Surveyors are especially wary of staff making decisions about residents for convenience or out of frustration. They are instructed to observe the general tone of interactions between staff and residents and then investigate anything suspicious through interviews. They’re looking to confirm that staff are putting residents’ needs first and are always treating residents with respect.

Identify these Scenarios as Problematic

Linda Elizaitis, RN, RAC-CT, BS, president and founder of CMS Compliance Group in Melville, New York, shares these examples of actual situations where facilities were cited by surveyors for putting residents in involuntary seclusion:

  • A resident pushes the call light. A staff member comes into the room. She puts the call light in a drawer and closes it. “The Interpretive Guidance (IG) states that residents who are physically placed in an area without access to call lights and/or other methods of communication have been put in a secluded/isolated environment,” Elizaitis says.
  • Two residents are in the activity room. A staff member moves a chair into the doorway and then sits. “The IG states that involuntary seclusion includes attempts to isolate residents to prevent them from leaving an area or involuntarily confines them in an area by staff placing carts or furniture in front of means of egress/doorways,” she says.

Both of these situations involve staff members imposing their wills on residents, and your facility’s staff training should emphasize the importance of staff members prioritizing residents’ well-being over convenience. “Staff need to understand their responsibilities regarding following the resident’s individual plan of care and how they can create a situation of involuntary seclusion if they don’t understand acceptable standards of practice,” she says.

Some facilities get into trouble with surveyors when trying to contain an infectious disease. While protocols to prevent transmission are important for the health and well-being of everyone, your facility should be careful to focus on what is clinically necessary. “Precautions must be the least restrictive, and the plan of care should include interventions to ensure the resident can still participate in room-based activities that are of interest to him/her,” Elizaitis says.

Also beware of secured or locked areas, and make sure that any residents living in those situations have documentation that includes clinical justification. Many facilities have been cited after surveyors found residents who did not have dementia, for example, but were living in secured areas, Elizaitis says. She recounts one example of a cognitively intact resident who could not get to appointments outside of the facility without staff letting him in and out of the unit; surveyors cited the facility with F603.

Note: If a resident chooses to live in a secure or locked area but does not have any kind of clinical reason to do so — such as a resident whose spouse has dementia but wants to continue living together — the cognitively intact spouse should be able to enter or leave the secure area independently, Appendix PP says. “The chosen method for opening doors (e.g., distribution of access code information) is not specified by CMS. Staff should be aware of which residents have access to opening doors and monitor their use of the access to ensure other residents’ safety,” Appendix PP specifies.

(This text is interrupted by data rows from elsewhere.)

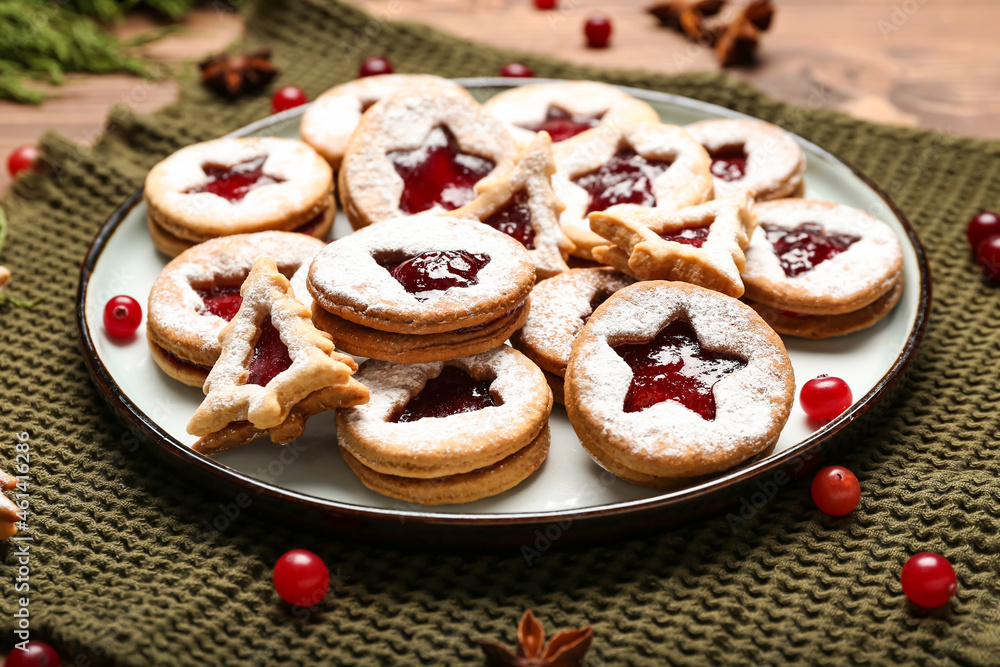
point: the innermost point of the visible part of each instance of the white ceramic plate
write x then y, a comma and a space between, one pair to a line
124, 261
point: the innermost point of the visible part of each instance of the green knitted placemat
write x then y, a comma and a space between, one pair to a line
122, 570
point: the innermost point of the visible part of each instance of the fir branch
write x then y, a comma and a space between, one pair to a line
41, 41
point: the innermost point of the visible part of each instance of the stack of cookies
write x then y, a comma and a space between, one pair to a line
468, 219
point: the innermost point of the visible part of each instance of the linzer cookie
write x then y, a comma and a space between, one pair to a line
275, 370
566, 109
702, 244
670, 381
198, 292
521, 204
646, 164
754, 155
420, 151
560, 306
421, 288
816, 258
328, 123
236, 186
452, 432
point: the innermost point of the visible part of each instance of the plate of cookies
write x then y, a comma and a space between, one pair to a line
462, 311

Prioritize Safety — and Documentation

However, some residents do require secure living conditions to make sure they stay safe — or to make sure other residents and staff are safe. Elizaitis recommends making sure that facilities use only diagnoses to place residents requiring a particular living situation, like residing in a secure area. If a resident’s family or representative requests the resident reside in a secure area but there is no clinical justification, then granting that request could put a facility under survey scrutiny for involuntary seclusion.

If a resident’s behavior has changed abruptly and they are putting others at risk, reach out to the resident’s physician with an update on the resident’s behavior, Elizaitis says. Remember that facilities have other tools available for navigating behavioral changes, like increasing staff supervision — there are other compliant options that don’t involve isolating the resident in question.